Identificar entre cien mil registros a los mismos negocios cuando no tienen exactamente la misma información.

Solution

Proceso de normalización de direcciones con Google Platform y deduplicación utilizando diferentes criterios de puntuación para obtener candidatos iguales.

Results

El 98% de los registros se identifican con sus iguales y un 2% se debe revisar manualmente y tomar la decisión final. Ahorro en tiempo y mejores resultados.

Context

Conocer la penetración de mercado de una compañía cuando no hay un panel que nos ayude a calcularla es complicado. En un negocio B2B necesitamos tener una base de datos de todos los negocios del mercado en cuestión y, por otro lado, tener una relación de todos los clientes. ¿Cómo deduplicar a clientes iguales de diversos ficheros, cuando la información identificativa (NIF, direcciones, teléfonos, email…) de los clientes es distinta y de distinta calidad?

Process for obtaining peer candidates

Input

We started from eight internal and external files (referrer), with information on pharmacies. We audit each file (descriptive fields/values) and map the fields between the files. We select the fields that we are going to use to find the peer candidates: addresses, nif, email and telephone. We know that the files have some inconsistencies between the four identifying fields.
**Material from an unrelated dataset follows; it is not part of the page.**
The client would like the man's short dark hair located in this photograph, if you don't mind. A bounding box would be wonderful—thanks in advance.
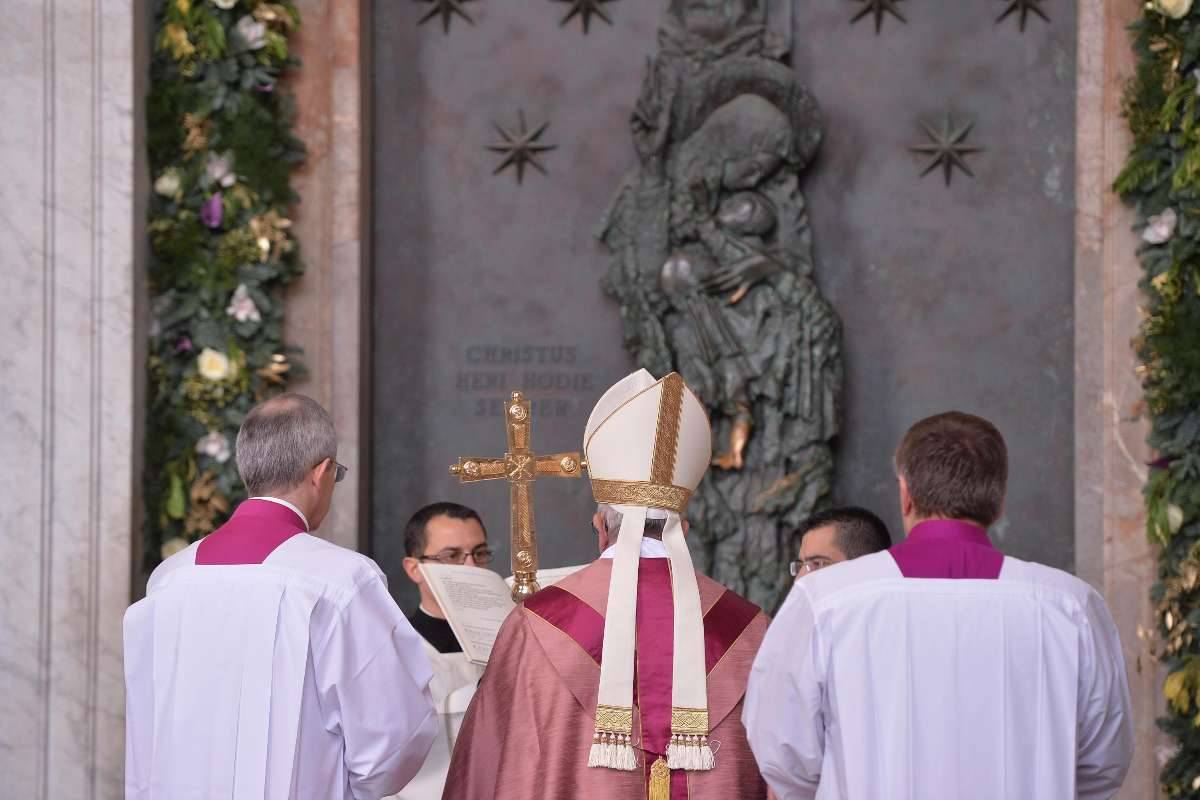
[404,503,487,558]
[797,506,892,559]
[895,411,1008,528]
Standardization, Deduplication and Enrichment Processes

We identify the origin of each record and prepare the file to normalize the addresses using the Google Maps Platform service. In the resulting file we obtain records with normalized and geo-coordinated addresses. Not all records could be normalized due to old, partial or misspelled addresses.
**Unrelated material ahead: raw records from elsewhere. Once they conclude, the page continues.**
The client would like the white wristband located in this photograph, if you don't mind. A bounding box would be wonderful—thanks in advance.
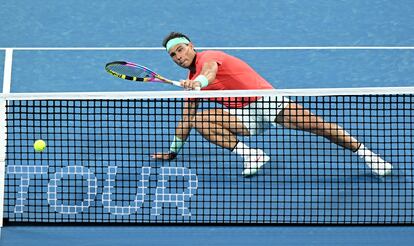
[194,75,208,88]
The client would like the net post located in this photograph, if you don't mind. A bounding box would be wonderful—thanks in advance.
[0,48,13,228]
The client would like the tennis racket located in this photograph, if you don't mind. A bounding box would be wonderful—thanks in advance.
[105,61,182,87]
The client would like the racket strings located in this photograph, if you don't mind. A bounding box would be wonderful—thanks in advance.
[108,64,154,78]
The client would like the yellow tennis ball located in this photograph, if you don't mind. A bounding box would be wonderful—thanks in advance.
[33,139,46,152]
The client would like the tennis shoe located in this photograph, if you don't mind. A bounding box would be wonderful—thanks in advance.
[242,149,270,177]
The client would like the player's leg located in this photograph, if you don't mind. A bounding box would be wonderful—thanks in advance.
[193,109,270,176]
[276,102,392,175]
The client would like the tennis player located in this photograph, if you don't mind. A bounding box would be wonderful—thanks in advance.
[152,32,392,176]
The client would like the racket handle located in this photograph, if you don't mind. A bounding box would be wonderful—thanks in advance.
[171,81,182,87]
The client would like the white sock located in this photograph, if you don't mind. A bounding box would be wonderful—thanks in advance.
[233,141,256,159]
[356,144,375,157]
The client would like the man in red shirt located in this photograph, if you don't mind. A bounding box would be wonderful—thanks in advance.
[152,32,392,176]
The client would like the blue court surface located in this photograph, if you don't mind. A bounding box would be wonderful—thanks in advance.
[0,0,414,246]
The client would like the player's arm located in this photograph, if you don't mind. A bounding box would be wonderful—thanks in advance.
[180,61,218,90]
[151,99,199,160]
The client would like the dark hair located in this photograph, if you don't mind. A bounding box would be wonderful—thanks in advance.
[162,32,191,48]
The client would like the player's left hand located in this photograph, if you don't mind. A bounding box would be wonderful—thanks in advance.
[180,79,201,90]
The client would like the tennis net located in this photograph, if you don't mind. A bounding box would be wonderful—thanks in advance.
[0,88,414,224]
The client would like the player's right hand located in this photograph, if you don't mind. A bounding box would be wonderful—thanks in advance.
[180,79,201,91]
[151,152,177,161]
Then, we cross the internal files against the external referenced files and obtain a score for each record, according to the following criteria:

Equal geo-coordinates: 10 points.
Distance <32 mtrs: 3 points
Distance names: 3 points
Distance of normal addresses: 3 points
Same NIF: 4 points
Same phone number: 3 points
Same Email: 3 points

Despite identifying a high percentage of records as equal or highly likely candidates, we still have too high a volume of records for manual review. We prepare a new file with these records and this time we use the Google Places service. The cost per record of the service is higher, but it provides us with more details that will help us refine the initial score:

  • Location details: Precise directions, GPS coordinates, location on maps, and photos of specific locations.
  • Hours: Opening and closing times, special hours (if any), and days of operation.
  • Opinions and reviews: User comments about the location, ratings, and personal experiences that can help other users make informed decisions.
  • Additional information: May include data such as the type of business (restaurant, hotel, museum, etc.), contact numbers, websites, and any additional relevant information that may be useful for those seeking information about that specific place.
Output
 
Finally, we have already identified the same pharmacies in an initial file of about 100,000 records. The sales team will only have to review and decide on a volume of less than 2% of the records.